La pollution accélère également la fonte des glaces, poursuit-il, expliquant que Sermeq Kujalleq fond de haut en bas, à l’inverse des glaciers de l’Antarctique qui, eux, se désagrègent surtout par le bas à mesure que la température de la mer augmente.

Ce phénomène est aggravé par deux facteurs : le carbone noir, ou suie rejetée par les moteurs des navires, et les retombées des éruptions volcaniques. Ils recouvrent la neige et la glace d’une pellicule sombre qui réduit la réflexion de la lumière du soleil, absorbe davantage de chaleur et accélère la fonte. Les émissions de carbone noir ont augmenté ces dernières décennies avec la densification du trafic maritime dans l’Arctique, et l’Islande voisine connaît régulièrement des éruptions volcaniques.

De nombreux Groenlandais ont confié à l’agence Associated Press qu’ils pensent que la fonte des glaces explique l’intérêt de Trump pour la propriété de l’île, lui qui a qualifié le changement climatique de « plus grande escroquerie de tous les temps ».

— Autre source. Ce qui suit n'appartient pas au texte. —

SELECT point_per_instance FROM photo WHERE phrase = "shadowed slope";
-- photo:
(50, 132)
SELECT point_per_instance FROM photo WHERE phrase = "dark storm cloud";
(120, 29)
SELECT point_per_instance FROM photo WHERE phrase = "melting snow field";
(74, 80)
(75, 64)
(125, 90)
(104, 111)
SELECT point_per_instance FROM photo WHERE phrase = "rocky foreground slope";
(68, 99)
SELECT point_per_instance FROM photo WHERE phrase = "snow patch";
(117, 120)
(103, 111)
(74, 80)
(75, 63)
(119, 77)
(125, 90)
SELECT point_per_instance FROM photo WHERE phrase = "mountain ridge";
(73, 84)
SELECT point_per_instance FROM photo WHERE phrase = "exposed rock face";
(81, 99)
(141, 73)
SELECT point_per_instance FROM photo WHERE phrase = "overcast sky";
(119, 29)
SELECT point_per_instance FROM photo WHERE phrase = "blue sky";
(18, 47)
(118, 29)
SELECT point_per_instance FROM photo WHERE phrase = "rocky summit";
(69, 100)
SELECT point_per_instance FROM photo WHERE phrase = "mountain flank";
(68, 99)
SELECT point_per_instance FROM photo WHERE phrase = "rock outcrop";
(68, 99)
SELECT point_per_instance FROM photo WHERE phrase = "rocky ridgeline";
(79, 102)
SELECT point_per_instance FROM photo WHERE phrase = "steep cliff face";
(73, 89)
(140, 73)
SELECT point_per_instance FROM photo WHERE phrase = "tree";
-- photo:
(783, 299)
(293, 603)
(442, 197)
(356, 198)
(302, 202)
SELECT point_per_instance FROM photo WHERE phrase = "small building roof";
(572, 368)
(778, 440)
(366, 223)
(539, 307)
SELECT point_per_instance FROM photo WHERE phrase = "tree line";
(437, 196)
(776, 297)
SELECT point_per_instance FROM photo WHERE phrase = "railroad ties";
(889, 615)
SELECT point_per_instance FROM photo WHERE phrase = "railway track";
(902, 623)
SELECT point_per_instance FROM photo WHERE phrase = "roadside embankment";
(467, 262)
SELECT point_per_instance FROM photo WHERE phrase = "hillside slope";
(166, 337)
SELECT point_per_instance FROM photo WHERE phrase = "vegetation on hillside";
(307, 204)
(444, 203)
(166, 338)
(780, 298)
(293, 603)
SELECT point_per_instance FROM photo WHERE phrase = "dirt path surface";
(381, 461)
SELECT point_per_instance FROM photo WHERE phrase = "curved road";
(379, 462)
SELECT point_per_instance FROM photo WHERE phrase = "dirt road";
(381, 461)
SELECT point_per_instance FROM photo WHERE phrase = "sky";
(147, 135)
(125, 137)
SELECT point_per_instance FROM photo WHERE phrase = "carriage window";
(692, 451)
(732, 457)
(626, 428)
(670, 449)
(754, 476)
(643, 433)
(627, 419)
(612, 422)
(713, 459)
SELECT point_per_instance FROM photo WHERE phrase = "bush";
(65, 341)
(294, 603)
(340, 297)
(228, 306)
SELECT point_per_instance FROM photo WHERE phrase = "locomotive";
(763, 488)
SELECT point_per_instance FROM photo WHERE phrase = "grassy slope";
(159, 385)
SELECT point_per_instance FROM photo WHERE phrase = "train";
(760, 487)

« Son objectif, ce sont les minerais », estime Sandgreen.

Depuis le retour de Trump au pouvoir, moins de climatologues américains se rendent à Ilulissat, observe-t-il. Le président des États-Unis doit « écouter les scientifiques » qui documentent les effets du réchauffement planétaire, insiste Sandgreen.

Jørgen Kristensen monte à bord d’un bateau près d’un iceberg dans la baie de Disko, près d’Ilulissat, Groenland, jeudi 29 janvier 2026.
Jørgen Kristensen monte à bord d’un bateau près d’un iceberg dans la baie de Disko, près d’Ilulissat, Groenland, jeudi 29 janvier 2026. AP Photo/Evgeniy Maloletka

Sensibiliser les enfants au changement climatique

Kristensen affirme qu’il s’efforce d’expliquer les conséquences du réchauffement climatique aux touristes qu’il emmène en balade en traîneau à chiens ou admirer les icebergs. Il leur raconte à quel point les glaciers du Groenland sont aussi essentiels que la forêt amazonienne au Brésil.

Les grands sommets internationaux, comme les négociations climatiques des Nations unies prévues en novembre dans la ville brésilienne de Belém, porte d’entrée de l’Amazonie, ont leur importance, mais il est tout aussi essentiel de « sensibiliser les enfants du monde entier » au rôle de la glace et des océans, au même titre que des matières comme les maths, estime Kristensen.

« Si nous ne commençons pas par les enfants, nous ne pourrons rien faire de réellement utile pour la nature. Nous ne pourrons que la détruire », avertit Kristensen.